The project details and deadline extension

Post date: Jan 31, 2016 11:55:37 AM

Deadline for submitting your projects is extended to Saturday, 20th February.

I would like to remind you that the minimum requirement for completing the assignment and obtaining the grade '3' comprises of implementing a classifier that reaches at least 75% accuracy on the CIFAR-10 test data. A proper solution must consist of the three following parts:

* a piece of software (in the form of a source code),

* test results obtained with the test batch described above,

* a short description of the proposed algorithm containing at least 500 words in English (a quality of the English language will not be assessed).

The test results stated above must contain a full listing of the following pairs (one line per item):

<nn_classification_result> <true_image_label>

Keep in mind that the project is focused on scientific work rather than software engineering. The grades higher then '3' will be given to students who achieve a significant improvement over the minimum 75% accuracy level.

Your endeavors must be described in details on your blogs with convincing justifications, e.g.:

* If you apply algorithm A and/or B, describe why do you think that choosing them was reasonable.

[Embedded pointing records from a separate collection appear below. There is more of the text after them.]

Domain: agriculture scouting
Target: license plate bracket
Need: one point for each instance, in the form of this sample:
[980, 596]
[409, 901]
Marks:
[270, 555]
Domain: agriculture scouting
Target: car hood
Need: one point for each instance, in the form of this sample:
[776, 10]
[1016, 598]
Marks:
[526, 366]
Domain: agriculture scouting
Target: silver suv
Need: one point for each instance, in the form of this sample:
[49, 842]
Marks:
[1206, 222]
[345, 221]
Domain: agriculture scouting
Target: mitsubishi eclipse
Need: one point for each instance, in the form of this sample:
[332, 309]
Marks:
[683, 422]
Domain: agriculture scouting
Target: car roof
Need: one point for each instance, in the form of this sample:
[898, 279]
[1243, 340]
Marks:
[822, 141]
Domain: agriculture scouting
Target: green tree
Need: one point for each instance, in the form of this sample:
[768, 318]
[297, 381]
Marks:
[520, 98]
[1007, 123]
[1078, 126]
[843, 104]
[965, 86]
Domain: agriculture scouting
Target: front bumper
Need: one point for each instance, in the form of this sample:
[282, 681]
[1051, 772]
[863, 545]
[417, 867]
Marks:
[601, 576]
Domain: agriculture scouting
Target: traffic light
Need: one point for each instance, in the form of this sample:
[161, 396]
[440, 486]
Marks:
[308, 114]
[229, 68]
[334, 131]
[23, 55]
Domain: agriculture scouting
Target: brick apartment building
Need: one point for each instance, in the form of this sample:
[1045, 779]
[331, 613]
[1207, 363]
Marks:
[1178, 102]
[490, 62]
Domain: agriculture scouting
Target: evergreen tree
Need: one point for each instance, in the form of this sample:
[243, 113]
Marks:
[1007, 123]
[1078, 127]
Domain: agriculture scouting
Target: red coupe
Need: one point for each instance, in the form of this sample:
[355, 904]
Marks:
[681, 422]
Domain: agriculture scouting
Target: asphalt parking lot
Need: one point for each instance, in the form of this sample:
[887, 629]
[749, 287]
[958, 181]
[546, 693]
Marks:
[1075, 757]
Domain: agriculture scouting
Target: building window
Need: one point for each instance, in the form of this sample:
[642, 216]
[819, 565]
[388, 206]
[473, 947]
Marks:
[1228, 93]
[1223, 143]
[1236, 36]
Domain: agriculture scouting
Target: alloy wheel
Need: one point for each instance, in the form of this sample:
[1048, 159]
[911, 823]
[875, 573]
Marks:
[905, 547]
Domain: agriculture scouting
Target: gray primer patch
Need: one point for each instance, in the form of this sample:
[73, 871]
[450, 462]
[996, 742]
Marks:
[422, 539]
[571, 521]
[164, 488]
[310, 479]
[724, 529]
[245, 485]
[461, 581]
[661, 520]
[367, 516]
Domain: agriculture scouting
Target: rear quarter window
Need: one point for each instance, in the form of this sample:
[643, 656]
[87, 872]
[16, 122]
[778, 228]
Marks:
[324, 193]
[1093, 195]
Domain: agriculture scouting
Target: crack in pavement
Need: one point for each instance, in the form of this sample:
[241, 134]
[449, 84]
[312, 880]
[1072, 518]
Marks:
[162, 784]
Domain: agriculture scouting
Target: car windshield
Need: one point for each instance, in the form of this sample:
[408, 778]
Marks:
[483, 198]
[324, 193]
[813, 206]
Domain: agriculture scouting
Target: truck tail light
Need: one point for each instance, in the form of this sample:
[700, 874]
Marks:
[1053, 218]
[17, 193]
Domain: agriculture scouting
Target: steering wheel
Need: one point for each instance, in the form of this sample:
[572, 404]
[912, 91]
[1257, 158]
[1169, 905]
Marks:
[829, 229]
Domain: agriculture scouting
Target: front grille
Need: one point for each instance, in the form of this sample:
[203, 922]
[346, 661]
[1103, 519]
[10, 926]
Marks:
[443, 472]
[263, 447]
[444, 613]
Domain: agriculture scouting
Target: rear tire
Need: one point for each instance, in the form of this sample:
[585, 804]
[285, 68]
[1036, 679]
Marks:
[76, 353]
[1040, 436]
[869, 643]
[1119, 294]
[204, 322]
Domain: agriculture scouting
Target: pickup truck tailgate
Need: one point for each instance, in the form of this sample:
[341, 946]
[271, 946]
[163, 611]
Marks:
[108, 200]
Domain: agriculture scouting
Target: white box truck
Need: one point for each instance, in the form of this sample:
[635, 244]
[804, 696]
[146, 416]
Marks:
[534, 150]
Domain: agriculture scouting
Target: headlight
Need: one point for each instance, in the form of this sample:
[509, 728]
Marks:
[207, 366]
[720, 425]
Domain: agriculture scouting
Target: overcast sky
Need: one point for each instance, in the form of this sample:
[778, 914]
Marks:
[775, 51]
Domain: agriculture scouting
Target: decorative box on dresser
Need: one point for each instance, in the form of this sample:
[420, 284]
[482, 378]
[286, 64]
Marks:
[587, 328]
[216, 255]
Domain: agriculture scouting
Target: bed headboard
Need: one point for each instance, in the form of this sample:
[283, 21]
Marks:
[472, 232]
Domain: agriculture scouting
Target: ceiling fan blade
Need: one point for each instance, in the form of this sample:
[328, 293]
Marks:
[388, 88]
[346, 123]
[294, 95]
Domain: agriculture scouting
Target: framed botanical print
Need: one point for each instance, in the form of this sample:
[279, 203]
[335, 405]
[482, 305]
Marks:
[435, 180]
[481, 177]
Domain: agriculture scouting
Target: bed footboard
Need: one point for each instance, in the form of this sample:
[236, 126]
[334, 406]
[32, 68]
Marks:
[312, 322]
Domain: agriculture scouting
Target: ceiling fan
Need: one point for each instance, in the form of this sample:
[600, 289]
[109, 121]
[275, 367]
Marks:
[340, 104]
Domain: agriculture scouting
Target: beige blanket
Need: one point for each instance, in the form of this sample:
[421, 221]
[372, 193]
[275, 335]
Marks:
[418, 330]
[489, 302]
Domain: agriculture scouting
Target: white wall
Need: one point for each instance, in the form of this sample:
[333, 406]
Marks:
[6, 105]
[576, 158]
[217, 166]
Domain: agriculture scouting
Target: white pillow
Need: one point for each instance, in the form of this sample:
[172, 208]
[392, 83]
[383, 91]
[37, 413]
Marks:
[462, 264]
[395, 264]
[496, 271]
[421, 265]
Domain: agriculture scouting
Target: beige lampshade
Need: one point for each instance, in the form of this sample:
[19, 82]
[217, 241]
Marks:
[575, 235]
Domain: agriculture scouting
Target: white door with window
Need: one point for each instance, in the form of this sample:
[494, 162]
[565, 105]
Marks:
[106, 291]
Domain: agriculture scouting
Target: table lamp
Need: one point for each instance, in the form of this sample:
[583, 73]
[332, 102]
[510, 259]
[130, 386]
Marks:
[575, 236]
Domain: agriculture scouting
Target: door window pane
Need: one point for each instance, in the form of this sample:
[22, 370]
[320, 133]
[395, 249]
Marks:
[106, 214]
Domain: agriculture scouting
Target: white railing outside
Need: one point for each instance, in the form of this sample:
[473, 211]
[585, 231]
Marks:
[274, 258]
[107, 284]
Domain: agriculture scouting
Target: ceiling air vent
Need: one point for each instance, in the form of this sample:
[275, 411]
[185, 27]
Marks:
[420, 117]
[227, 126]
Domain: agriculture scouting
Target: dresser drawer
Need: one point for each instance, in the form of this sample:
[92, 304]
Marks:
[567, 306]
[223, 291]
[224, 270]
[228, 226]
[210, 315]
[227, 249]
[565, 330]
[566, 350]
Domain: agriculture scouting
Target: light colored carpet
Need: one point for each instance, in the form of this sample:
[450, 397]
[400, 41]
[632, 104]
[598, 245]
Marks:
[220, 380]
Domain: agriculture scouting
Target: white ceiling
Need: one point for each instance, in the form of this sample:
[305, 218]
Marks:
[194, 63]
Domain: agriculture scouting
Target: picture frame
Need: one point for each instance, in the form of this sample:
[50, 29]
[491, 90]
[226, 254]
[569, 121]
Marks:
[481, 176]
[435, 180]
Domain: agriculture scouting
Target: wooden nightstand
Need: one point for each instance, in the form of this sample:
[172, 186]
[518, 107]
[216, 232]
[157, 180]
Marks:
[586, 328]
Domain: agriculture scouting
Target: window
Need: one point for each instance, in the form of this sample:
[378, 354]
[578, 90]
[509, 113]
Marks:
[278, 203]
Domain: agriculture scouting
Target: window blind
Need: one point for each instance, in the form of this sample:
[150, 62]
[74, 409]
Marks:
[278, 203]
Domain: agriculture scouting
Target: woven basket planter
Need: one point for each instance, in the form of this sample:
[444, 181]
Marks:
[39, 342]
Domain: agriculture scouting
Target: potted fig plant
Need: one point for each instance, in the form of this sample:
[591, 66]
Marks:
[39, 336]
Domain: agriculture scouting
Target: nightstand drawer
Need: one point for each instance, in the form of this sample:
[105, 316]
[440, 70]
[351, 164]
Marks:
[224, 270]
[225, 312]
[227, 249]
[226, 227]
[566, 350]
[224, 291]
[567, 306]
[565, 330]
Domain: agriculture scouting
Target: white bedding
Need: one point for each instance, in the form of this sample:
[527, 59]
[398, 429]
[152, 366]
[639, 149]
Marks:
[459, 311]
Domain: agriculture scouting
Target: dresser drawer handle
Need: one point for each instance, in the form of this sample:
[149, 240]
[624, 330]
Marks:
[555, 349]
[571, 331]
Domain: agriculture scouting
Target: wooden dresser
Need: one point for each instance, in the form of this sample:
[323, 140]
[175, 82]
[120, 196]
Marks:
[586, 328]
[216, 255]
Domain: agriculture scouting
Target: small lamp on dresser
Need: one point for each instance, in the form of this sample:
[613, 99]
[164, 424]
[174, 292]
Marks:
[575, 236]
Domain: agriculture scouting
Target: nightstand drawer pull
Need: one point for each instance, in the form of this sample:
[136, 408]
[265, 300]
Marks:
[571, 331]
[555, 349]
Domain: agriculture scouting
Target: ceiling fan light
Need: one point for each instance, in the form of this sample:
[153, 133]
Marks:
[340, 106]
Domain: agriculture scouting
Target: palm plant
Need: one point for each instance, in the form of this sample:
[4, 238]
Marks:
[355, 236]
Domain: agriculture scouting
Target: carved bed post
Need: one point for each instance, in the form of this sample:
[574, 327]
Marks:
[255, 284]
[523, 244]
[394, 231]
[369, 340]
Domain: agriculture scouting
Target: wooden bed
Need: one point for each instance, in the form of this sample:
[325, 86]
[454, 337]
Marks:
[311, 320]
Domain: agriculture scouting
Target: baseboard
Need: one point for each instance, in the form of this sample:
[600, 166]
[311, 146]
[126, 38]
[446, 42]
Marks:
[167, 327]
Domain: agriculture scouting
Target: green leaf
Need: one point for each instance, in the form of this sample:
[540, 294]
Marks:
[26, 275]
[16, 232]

* If you select a certain value of a given parameter, present an argumentation of your choice by comparing the results of other variants or referring to the scientific publication that advocates this choice in a similar case.

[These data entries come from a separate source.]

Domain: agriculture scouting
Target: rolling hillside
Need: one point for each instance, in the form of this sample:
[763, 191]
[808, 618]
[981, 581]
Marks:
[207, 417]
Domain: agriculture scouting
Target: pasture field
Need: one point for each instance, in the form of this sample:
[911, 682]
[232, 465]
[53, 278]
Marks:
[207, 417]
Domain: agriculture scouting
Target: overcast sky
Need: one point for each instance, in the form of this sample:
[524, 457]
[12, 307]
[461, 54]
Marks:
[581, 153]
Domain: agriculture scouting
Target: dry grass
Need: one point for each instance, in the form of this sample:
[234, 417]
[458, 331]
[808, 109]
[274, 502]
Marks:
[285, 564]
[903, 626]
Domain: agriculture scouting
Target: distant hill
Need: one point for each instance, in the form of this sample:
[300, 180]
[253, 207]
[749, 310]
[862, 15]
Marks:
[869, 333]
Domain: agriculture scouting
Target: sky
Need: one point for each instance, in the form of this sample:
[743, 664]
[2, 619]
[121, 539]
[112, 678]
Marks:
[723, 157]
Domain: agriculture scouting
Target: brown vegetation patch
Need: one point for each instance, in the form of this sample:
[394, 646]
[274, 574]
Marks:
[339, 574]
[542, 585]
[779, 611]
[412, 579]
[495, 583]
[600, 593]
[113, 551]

Note that any scientific work does not aim exclusively at reaching the highest possible scores. It also tries to answer the questions like:

* What is the area of applicability of the proposed approach?

* What is the cost of using it? What has to be assumed to apply it? How computationally efficient it is?

* What are the main weaknesses of the proposed approach?

* Where it is and where it is not reasonable to apply it?

* What are the possible further improvements of the approach? What do you think is worth and what is not worth trying further?

* Can your results be measured in other ways? Using different metrics? Applying in different contexts?

Answering the above questions (and the like) would be of great importance while assessing your projects.